Modest about her beauty, Bellucci is philosophical about dealing with an industry that is obsessed with the external. The actress's consistent challenges are to persuade producers to go beyond the physical. "I say all the time, as I've said before, that it's not important the way you are, but the way you feel. There are so many beautiful young girls, that do so many things to themselves and they're so young, they don't need it. So, I think that I feel fine with myself, not because people say I'm pretty, but just because I have the life that I choose." Bellucci says she loves her work, and feels grounded because of her family. "I have a great family, and I think it is so important to have a balance, maybe because I come from Italy. In my culture, the family is so important. Bellucci's lack of ego, she says, comes from her family that "taught me to always have the feet on the ground, and to always be simple. I've done a few interesting things, but at the same time, I didn't change."
Bellucci, who was born in the small Italian village of Cittŕ di Castello, in Perugia, where as a child she had a dream of being an actress though the odds were against her. "My family is completely out of this business, so it's a completely different reality, but it was just incredible what happened to me, that I had a chance to get into the business." Her desire to act, she recalls, stems from her love of cinema as a child. "I used to watch so many movies when I was very young with my mother, so I used to dream about all those beautiful, Italian actresses, so for me, it was a dream to become an actor."
Bellucci originally pursued a career in the legal profession, but while attending the University of Perugia, she modelled on the side to earn money for school, which led to her modelling career. In 1988, she moved to one of Europe's fashion centres, Milan, and joined Elite Model Management. Although enjoying great success as a model, she made her acting debut on TV in 1990, and her American film debut in 1992's Bram Stoker's Dracula (1992). Her role in the 1996 French thriller, L'Appartement, (1996), shot her to stardom as she won the French equivalent of an Oscar nomination. Other credits include Malčna (2000), Under Suspicion (2000) and Le Pacte des loups (2001) and the controversial Irreversible. Selective when choosing what American films to do, Bellucci looks for different things when offered an American movie, "because when you are European, it's very difficult to find a character that can fit you, so when I make a choice, it doesn't matter for me if I'm in the film for five minutes or I'm the lead. It's just that I need to do SOMETHING, which is why I accepted to be in films like Matrix, Terry Gilliam's The Brothers Grimm or Spike Lee's She Hate Me, because even though I wasn't there more than 20 minutes, I had something to do."

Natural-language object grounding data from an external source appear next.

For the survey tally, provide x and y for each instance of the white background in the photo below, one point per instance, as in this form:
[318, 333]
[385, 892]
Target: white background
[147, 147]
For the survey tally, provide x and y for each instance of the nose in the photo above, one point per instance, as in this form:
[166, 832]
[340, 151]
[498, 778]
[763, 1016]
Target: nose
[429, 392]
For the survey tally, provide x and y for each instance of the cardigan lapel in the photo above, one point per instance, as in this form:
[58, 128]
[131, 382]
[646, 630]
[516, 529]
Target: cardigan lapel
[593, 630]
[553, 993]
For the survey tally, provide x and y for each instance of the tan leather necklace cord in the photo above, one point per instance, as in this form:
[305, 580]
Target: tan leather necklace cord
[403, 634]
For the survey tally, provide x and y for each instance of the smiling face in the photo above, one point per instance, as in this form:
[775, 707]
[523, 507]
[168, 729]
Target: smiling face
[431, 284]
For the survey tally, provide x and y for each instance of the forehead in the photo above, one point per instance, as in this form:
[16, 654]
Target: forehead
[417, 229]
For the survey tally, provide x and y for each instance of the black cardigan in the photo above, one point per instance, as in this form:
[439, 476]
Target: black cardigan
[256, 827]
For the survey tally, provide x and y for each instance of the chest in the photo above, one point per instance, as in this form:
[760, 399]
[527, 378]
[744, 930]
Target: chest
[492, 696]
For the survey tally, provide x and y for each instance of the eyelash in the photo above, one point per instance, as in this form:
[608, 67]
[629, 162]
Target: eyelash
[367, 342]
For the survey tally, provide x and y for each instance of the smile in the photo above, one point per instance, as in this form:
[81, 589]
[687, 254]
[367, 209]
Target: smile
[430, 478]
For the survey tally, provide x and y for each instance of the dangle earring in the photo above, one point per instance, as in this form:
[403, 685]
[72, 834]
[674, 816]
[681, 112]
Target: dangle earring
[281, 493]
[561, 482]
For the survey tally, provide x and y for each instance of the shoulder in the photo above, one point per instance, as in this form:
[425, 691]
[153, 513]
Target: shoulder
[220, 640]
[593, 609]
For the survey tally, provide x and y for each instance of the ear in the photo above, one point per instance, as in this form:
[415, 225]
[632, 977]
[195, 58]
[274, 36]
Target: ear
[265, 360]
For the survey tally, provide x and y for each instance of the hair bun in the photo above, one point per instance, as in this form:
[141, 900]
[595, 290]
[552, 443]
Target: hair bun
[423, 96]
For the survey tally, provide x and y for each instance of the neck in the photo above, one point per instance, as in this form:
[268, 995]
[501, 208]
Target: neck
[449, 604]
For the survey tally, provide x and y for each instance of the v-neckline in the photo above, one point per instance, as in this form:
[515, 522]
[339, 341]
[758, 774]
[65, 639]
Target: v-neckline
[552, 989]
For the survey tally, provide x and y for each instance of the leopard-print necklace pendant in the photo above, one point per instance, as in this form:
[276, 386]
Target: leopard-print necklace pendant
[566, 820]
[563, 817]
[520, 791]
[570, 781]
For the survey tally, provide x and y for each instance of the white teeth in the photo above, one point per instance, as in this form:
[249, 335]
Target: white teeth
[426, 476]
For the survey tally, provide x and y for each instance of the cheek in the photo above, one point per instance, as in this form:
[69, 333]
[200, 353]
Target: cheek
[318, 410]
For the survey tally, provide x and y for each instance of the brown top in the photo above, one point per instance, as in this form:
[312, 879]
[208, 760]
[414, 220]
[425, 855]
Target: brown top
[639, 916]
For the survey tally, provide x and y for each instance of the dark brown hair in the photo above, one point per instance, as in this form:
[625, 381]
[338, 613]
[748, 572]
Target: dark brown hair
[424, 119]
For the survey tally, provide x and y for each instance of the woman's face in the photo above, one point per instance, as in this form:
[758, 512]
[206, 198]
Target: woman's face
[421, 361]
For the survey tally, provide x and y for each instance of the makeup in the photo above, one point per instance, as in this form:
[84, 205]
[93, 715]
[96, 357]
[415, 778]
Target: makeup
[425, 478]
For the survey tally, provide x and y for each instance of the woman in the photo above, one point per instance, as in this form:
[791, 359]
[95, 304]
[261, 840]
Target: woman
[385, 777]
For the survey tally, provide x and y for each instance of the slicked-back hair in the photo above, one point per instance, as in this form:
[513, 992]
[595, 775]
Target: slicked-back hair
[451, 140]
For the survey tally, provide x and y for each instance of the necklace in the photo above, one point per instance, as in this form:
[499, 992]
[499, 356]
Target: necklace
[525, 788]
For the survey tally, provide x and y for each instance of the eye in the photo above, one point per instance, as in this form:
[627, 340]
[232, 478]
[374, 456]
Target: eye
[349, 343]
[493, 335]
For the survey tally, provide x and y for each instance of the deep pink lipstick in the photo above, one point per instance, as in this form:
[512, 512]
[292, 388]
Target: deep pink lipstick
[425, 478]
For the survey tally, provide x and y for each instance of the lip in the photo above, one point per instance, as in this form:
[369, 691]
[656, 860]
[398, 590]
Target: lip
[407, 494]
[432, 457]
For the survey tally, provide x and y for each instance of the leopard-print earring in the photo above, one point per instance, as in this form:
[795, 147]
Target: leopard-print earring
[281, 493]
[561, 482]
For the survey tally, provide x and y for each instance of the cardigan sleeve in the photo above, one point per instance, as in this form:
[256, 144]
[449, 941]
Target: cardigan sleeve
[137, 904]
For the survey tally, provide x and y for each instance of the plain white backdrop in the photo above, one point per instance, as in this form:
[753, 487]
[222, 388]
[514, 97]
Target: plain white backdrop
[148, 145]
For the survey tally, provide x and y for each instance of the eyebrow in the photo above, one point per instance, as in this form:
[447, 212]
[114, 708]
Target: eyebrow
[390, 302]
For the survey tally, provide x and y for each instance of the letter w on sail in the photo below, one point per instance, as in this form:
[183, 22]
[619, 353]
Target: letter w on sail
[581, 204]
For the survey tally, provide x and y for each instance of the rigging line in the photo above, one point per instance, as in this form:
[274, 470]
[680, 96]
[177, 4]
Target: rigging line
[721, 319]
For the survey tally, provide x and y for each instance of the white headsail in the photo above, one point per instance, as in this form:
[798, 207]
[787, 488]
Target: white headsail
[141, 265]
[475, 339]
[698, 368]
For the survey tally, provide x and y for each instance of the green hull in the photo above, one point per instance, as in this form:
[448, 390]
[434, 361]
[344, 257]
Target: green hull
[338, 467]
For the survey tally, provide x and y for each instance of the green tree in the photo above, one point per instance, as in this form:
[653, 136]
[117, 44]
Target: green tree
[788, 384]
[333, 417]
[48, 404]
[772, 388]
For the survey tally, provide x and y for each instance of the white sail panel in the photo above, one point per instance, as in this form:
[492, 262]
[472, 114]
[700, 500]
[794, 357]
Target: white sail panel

Bellucci has more than something to do in the action thriller Shoot 'Em Up, in which she plays a sexy hooker with maternal instincts, on the run with Clive Owen from, a ruthless hit man. Her attraction to this high-energy thriller was taking on the female lead. "Also the character was really strong. I mean, even though it's action-packed, I had so much to do. The character is a hooker in the beginning, beautiful and cold and then she becomes this woman full of warmth with a big heart." The actress spends much of the film protecting a baby, and admits that she was able to draw on her own real-life maternalism. "I was already a mother in Remember Me, My Love, but wasn't a mother at this time, when I did the movie. So of course, when you're a mother, you know so many things about children, whom you have to take care of."
Bellucci says that she wants to continue to work with talented people, such as Shoot 'Em Up director Michael Davis, "even though it was his first important movie, and I didn't know his previous work. But I was so confident, because of the script. It's beautiful to take risks, too, and it's important not to be scared."
Bellucci pauses, recalling advice that one of recent French co-stars imparted to her on the set of a recent film. "When you become successful, we can see for real who you are, because if you're an asshole, you become a bigger asshole." Bellucci hopes she has managed to keep it real.